Sennacherib went and found a beam from Noah’s ark, from which he fashioned a god. … He said: “If that man (referring to himself) goes and succeeds [in battle], he will sacrifice his two sons before you.” His sons heard his commitment and killed him. This is the meaning of that which is written: “And it came to pass as he was worshipping in the house of Nisroch his god that Adrammelech and Sarezer, his sons, smote him with the sword, and they fled to Ararat” (2 Kings 19:37), where Noah’s ark had come to rest (Sanhedrin 96a).

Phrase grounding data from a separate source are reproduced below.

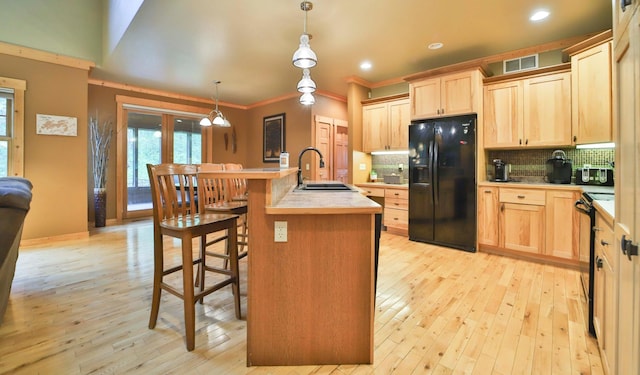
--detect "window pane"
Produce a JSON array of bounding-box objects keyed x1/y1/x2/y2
[
  {"x1": 0, "y1": 97, "x2": 8, "y2": 137},
  {"x1": 0, "y1": 140, "x2": 7, "y2": 177},
  {"x1": 173, "y1": 117, "x2": 202, "y2": 164},
  {"x1": 126, "y1": 112, "x2": 162, "y2": 211}
]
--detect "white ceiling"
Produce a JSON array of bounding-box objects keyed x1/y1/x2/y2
[{"x1": 88, "y1": 1, "x2": 612, "y2": 106}]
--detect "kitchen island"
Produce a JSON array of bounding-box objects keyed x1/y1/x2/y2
[{"x1": 207, "y1": 168, "x2": 382, "y2": 366}]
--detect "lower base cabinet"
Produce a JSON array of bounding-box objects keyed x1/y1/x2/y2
[
  {"x1": 478, "y1": 184, "x2": 579, "y2": 266},
  {"x1": 357, "y1": 185, "x2": 408, "y2": 236}
]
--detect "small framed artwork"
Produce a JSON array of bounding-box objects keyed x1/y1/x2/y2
[
  {"x1": 263, "y1": 113, "x2": 285, "y2": 163},
  {"x1": 36, "y1": 114, "x2": 78, "y2": 136}
]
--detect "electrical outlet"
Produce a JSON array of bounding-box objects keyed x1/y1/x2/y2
[
  {"x1": 305, "y1": 163, "x2": 310, "y2": 171},
  {"x1": 359, "y1": 163, "x2": 366, "y2": 171},
  {"x1": 398, "y1": 163, "x2": 404, "y2": 171},
  {"x1": 274, "y1": 221, "x2": 287, "y2": 242}
]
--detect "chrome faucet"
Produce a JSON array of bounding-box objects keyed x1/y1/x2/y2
[{"x1": 297, "y1": 147, "x2": 325, "y2": 187}]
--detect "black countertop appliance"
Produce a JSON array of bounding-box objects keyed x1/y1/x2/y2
[
  {"x1": 545, "y1": 150, "x2": 572, "y2": 184},
  {"x1": 408, "y1": 114, "x2": 476, "y2": 252}
]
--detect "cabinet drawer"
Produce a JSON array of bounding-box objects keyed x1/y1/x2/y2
[
  {"x1": 499, "y1": 188, "x2": 546, "y2": 205},
  {"x1": 386, "y1": 197, "x2": 408, "y2": 210},
  {"x1": 359, "y1": 186, "x2": 385, "y2": 197},
  {"x1": 384, "y1": 207, "x2": 408, "y2": 229},
  {"x1": 384, "y1": 188, "x2": 408, "y2": 200}
]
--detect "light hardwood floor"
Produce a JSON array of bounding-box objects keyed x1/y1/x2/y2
[{"x1": 0, "y1": 220, "x2": 603, "y2": 374}]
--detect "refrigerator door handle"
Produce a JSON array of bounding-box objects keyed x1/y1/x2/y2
[
  {"x1": 433, "y1": 141, "x2": 439, "y2": 205},
  {"x1": 427, "y1": 141, "x2": 435, "y2": 205}
]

It’s an interesting story in light of the familiar biblical account of Sennacherib’s murder—not least because of the otherwise-unusual biblical reference to Ararat (some translations give “Armenia”; the Hebrew reads, literally, “Ararat,” though the regions are broadly seen as synonymous). Further, “Nisroch” (נסרך) is a deity entirely unknown in the Mesopotamian pantheon. The word has traditionally been related to the Aramaic word neser (נסר), meaning “board” or “plank.”

Cast of a rock relief of Sennacherib from the foot of Mount Judi
Timo Roller

This unusual story in the Talmud might not be as far-fetched as it seems: Sennacherib’s fifth campaign led him into these regions of Urartu. In fact, one of the mountains in this region—bearing inscriptions carved into the rock faces by Sennacherib’s workmen—just so happens to be a contender for the location of Noah’s ark (Mount Judi). Sennacherib’s own palace contained stone quarried from this mountain.

But perhaps Sennacherib’s visit, and deference to, such a location should not be so unusual. After all, he may well have been following a map not too dissimilar to one dating to the very same period in circulation among his very populace—the Imago Mundi.